膝に水が溜まるのは何で?
膝に水が溜まる(関節水腫)の原因は、膝の関節内で炎症や損傷が発生したときに、体が自然に反応して通常よりも比較的多めに関節液を生成するためです。
膝に水が溜まる自然治癒の期間はどのくらい?
軽度のケース
- 1〜2週間で自然に回復することが多いです。この場合、安静にして膝を動かさないようにし、アイシング(冷却)を行うことで早期の改善が期待できます。
中程度のケース
- ケガが少し深刻だったり、変形性膝関節症などが原因の場合は、数週間〜1か月程度の時間がかかります。関節内の炎症が引かない場合や、再発する場合もあります、状況を見ながら適切な対策が重要です。
重度のケース
- 半月板損傷や関節リウマチ、痛み風などの根本的な病気が原因の場合、自然治癒が難しいこともあります。
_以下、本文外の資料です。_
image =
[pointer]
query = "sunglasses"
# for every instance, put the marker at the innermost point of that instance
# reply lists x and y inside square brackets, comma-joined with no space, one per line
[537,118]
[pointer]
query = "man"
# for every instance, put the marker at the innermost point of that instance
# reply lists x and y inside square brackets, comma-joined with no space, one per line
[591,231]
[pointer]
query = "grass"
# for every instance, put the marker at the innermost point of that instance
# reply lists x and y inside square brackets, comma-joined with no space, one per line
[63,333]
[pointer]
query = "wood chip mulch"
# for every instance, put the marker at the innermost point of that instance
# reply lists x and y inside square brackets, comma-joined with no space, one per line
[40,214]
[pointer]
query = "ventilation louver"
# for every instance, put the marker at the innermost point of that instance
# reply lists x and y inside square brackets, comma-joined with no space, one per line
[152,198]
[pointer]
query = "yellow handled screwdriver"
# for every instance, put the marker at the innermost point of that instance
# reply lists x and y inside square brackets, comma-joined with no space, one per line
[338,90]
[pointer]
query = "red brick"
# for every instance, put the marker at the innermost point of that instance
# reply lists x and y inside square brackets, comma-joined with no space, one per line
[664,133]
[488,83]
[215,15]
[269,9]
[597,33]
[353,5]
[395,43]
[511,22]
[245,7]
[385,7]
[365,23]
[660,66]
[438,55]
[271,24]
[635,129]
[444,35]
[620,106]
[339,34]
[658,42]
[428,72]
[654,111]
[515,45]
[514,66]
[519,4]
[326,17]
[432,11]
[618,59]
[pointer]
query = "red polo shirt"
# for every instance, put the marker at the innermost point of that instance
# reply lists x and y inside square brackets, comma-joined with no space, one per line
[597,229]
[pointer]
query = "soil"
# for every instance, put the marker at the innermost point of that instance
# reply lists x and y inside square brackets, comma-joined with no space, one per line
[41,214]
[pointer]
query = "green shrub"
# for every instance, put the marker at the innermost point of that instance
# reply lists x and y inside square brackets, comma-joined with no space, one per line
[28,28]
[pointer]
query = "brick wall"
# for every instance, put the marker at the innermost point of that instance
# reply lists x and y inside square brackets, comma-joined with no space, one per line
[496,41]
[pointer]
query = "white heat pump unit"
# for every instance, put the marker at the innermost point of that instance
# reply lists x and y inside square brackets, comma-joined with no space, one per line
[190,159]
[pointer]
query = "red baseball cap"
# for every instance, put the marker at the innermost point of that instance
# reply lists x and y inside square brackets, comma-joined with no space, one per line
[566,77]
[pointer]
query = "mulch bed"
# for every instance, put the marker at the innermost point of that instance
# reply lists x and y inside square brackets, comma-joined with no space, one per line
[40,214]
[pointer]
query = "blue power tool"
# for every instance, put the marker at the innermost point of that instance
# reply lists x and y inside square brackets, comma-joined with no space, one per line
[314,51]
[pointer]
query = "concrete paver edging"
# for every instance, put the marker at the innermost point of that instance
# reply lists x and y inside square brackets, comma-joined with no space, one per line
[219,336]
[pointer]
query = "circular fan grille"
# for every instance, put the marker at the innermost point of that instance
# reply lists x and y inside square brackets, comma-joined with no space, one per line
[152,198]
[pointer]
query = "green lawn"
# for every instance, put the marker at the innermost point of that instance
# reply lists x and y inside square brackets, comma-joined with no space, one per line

この場合、数ヶ月かかることもあり、治療が必要になることが一般的です。
膝に水が溜まる初期症状にはどんなものがあるの?
1.膝の腫れ
- 初期段階でよく見られるが、膝周囲の軽い腫れです。 膝の関節内部に水分が溜まることで、膝が通常よりも少し大きく見えることがあります。 、左右の膝を比べてどちらかが膨らんでいるように見えることがあります。
2.違和感や重い感覚
- 膝に水が集中し始めると、膝が重く感じたり、突っ張った感じがすることがあります。
3.膝を曲げて伸ばす際の痛みや制限
- 初期の段階で膝を曲げたり伸ばしたりする際に、軽い痛みや違和感を感じることがあります。
4.熱感
- 膝が少し熱を持つことがあります。これは関節内で起きている炎症のサインです。 軽い熱感が膝周囲に広がる場合は、炎症が進行している可能性があります。
5.軽い痛みや不快感
- 初期症状としては、通常は強い痛みではなく、軽い痛みや不快感が感じられることが多いです。 長時間歩いたり、立っているときに、膝がズキズキしたり、疲れやすく感じることがあります。
6.膝に柔らかい部分が現れる
- 膝の前や横に、柔らかく感じる部分ができることがあります。これは溜まった水分が表面に近づいているためです。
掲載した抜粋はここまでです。